Providers of perinatal healthcare still have much to learn about SARS-CoV-2. Ongoing collection and analysis of comprehensive perinatal epidemiologic data will remain paramount for our capacity respond to this pandemic in a manner which is well informed, evidence-based, and effective in optimizing the health and wellbeing of all mothers and babies affected.

REFERENCES

  1. Raymond S, Stortz J, Mira JC, Larson SD, Wynn JL, Moldawer. L. Immunological Defects in Neonatal Sepsis and Potential Therapeutic Approaches. Front Pediatr. 2017; 5:14. doi: 10.3389/fped.2017.00014.
  2. Dong Y, Mo Z, Hu Y, Qi X, Jiang F, Jiang Z, Tong S. Epidemiology of COVID-19 Among Children in China. 2020; 145(6):e20200702
  3. Swann OV, Holden KA, Turtle L, Pollock L, Fairfield CJ, Drake TM, et al. Clinical characteristics of children and young people admitted to hospital with covid-19 in United Kingdom: prospective multicenter observational cohort study. BMJ 2020; 370:m3249. doi: 10.1136/bmj.m3246.

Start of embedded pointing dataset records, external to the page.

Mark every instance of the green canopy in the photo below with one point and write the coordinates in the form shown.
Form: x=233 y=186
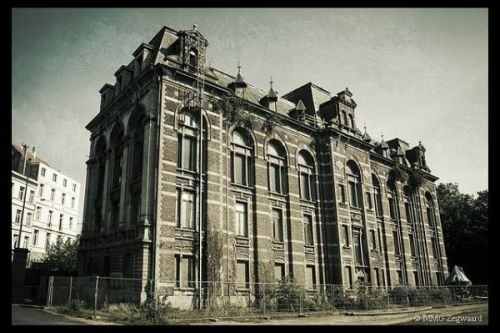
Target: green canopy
x=457 y=277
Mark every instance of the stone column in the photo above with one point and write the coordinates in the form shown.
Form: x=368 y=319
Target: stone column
x=148 y=176
x=123 y=186
x=106 y=189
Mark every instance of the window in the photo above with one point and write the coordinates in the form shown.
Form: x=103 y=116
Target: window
x=241 y=219
x=377 y=197
x=354 y=179
x=415 y=277
x=341 y=193
x=306 y=176
x=186 y=145
x=21 y=193
x=47 y=241
x=186 y=210
x=400 y=276
x=49 y=218
x=349 y=121
x=35 y=237
x=359 y=257
x=277 y=216
x=242 y=276
x=277 y=167
x=308 y=233
x=391 y=194
x=184 y=277
x=433 y=246
x=241 y=155
x=377 y=276
x=412 y=244
x=348 y=276
x=193 y=59
x=279 y=271
x=397 y=250
x=408 y=204
x=188 y=153
x=343 y=118
x=310 y=277
x=345 y=235
x=373 y=240
x=429 y=204
x=369 y=200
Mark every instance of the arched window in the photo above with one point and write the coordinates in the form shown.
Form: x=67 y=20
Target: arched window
x=277 y=163
x=408 y=204
x=391 y=196
x=351 y=121
x=429 y=204
x=343 y=118
x=100 y=154
x=354 y=180
x=377 y=196
x=117 y=144
x=193 y=59
x=306 y=176
x=187 y=153
x=241 y=158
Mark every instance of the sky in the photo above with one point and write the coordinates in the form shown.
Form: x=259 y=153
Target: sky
x=416 y=74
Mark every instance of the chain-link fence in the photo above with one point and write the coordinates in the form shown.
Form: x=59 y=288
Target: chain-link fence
x=218 y=300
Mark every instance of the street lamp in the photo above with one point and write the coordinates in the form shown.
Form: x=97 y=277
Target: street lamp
x=25 y=148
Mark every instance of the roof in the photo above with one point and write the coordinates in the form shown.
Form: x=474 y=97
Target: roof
x=252 y=93
x=311 y=95
x=34 y=159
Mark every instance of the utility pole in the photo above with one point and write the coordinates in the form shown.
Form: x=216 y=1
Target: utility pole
x=25 y=148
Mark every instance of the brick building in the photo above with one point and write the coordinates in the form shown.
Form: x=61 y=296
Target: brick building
x=290 y=185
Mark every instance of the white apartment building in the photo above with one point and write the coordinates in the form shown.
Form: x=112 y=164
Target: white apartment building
x=51 y=207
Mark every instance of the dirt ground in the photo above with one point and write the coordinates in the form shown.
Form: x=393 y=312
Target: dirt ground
x=474 y=314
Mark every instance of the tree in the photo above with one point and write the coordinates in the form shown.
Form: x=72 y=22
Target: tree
x=465 y=228
x=62 y=258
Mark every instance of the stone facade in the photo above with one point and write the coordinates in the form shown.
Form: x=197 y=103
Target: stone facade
x=51 y=204
x=310 y=196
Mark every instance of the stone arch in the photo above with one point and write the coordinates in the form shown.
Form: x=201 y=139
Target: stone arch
x=182 y=108
x=278 y=138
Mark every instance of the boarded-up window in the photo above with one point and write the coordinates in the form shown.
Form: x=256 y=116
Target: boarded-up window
x=242 y=276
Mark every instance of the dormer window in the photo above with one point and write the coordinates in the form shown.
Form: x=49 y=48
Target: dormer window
x=272 y=105
x=193 y=59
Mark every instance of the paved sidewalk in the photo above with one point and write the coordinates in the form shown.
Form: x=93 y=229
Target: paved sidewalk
x=38 y=315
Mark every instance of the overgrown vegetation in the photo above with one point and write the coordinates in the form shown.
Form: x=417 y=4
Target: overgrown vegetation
x=233 y=109
x=464 y=219
x=62 y=258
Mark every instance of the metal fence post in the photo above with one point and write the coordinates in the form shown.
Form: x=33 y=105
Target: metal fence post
x=70 y=288
x=95 y=295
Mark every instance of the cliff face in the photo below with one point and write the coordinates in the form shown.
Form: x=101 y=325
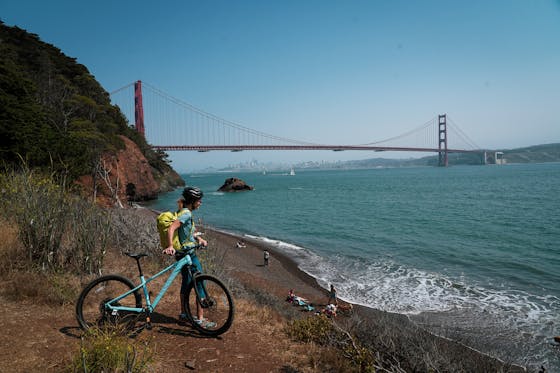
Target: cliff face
x=127 y=176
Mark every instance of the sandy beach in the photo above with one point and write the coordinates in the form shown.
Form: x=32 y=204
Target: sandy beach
x=282 y=274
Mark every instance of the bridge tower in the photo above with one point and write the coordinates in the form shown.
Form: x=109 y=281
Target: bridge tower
x=442 y=140
x=138 y=108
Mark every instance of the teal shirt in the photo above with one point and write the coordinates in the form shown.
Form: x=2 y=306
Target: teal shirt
x=186 y=230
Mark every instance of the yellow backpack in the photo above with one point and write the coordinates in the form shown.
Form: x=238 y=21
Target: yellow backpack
x=164 y=220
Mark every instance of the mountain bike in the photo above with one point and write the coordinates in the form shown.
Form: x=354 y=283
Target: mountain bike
x=113 y=299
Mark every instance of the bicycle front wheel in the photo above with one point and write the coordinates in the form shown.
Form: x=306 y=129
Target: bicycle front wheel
x=210 y=295
x=91 y=310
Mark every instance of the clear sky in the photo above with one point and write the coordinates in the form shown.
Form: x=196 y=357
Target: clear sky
x=333 y=72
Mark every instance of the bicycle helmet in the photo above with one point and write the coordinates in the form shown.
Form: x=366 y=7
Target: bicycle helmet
x=191 y=194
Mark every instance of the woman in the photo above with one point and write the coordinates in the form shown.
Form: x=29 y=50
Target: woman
x=189 y=238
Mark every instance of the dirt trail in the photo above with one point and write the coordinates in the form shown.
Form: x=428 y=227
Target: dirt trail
x=39 y=338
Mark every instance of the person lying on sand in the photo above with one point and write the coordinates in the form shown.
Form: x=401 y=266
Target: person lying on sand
x=295 y=300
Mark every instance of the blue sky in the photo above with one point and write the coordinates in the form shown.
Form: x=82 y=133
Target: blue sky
x=344 y=72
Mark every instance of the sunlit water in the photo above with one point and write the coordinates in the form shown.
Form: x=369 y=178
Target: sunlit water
x=471 y=253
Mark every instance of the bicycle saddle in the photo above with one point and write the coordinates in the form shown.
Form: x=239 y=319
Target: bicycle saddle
x=136 y=255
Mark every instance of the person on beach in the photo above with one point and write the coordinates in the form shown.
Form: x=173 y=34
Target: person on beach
x=189 y=238
x=332 y=296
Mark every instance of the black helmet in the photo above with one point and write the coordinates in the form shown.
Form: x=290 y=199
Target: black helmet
x=191 y=194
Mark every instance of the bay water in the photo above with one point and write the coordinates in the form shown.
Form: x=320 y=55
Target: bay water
x=469 y=252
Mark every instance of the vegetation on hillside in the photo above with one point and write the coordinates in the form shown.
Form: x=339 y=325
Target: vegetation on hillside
x=53 y=113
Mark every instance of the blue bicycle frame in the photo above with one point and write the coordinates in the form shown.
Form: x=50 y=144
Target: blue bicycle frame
x=150 y=307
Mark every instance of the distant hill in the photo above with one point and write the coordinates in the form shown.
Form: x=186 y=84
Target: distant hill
x=531 y=154
x=56 y=116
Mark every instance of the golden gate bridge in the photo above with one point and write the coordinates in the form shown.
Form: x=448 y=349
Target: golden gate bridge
x=170 y=124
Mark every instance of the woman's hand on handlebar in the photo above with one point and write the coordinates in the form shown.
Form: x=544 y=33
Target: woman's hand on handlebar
x=169 y=251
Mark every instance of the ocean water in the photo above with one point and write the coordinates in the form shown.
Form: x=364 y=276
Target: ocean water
x=469 y=252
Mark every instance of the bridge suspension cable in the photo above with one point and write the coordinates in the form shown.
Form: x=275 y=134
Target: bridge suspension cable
x=173 y=124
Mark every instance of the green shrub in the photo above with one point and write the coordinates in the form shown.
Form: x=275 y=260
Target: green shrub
x=343 y=353
x=112 y=351
x=58 y=230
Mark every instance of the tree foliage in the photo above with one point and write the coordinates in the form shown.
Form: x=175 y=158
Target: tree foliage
x=53 y=113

  4. World Health Organization. Breastfeeding and COVID-19: Scientific brief. 2020 World Health Organization. Ref: WHO/2019-nCoV/Sci_Brief/Breastfeeding/2020.1. Online: https://www.who.int/publications/i/item/WHO-2019-nCoV-Sci_Brief-Breastfeeding-2020.1 Accessed 1 February 2021.
  5. Minckas N, Medvedev MM, Adejuyigbe EA, Brotherton H, Chellani H, et al. Preterm care during the COVID-19 pandemic: A comparative risk analysis of neonatal deaths averted by kangaroo mother care versus mortality due to SARS-CoV-2 infection. EClinicalMedicine 2021; 33: 100733. doi: 1016/j.eclinm.2021.100733.
  6. Knight M, Bunch K, Vousden N, Morris E, Simpson N, Gale C, et al. Characteristics and outcomes of pregnant women admitted to hospital with confirmed SARS-CoV-2 infection in UK: national population based cohort study. BMJ 2020; m2107. doi: 10.1136/bmj.m2107.
  7. Vahidy FS, Nicholas JC, Meeks, JR, Khan O, Pan A, Jones SL, et al. Racial and ethnic disparities in SARS-CoV-2 pandemic: analysis of a COVID-19 observational registry for a diverse US metropolitan population. BMJ Open;10:e039849. doi: 10.1136/bmjopen-2020-039849.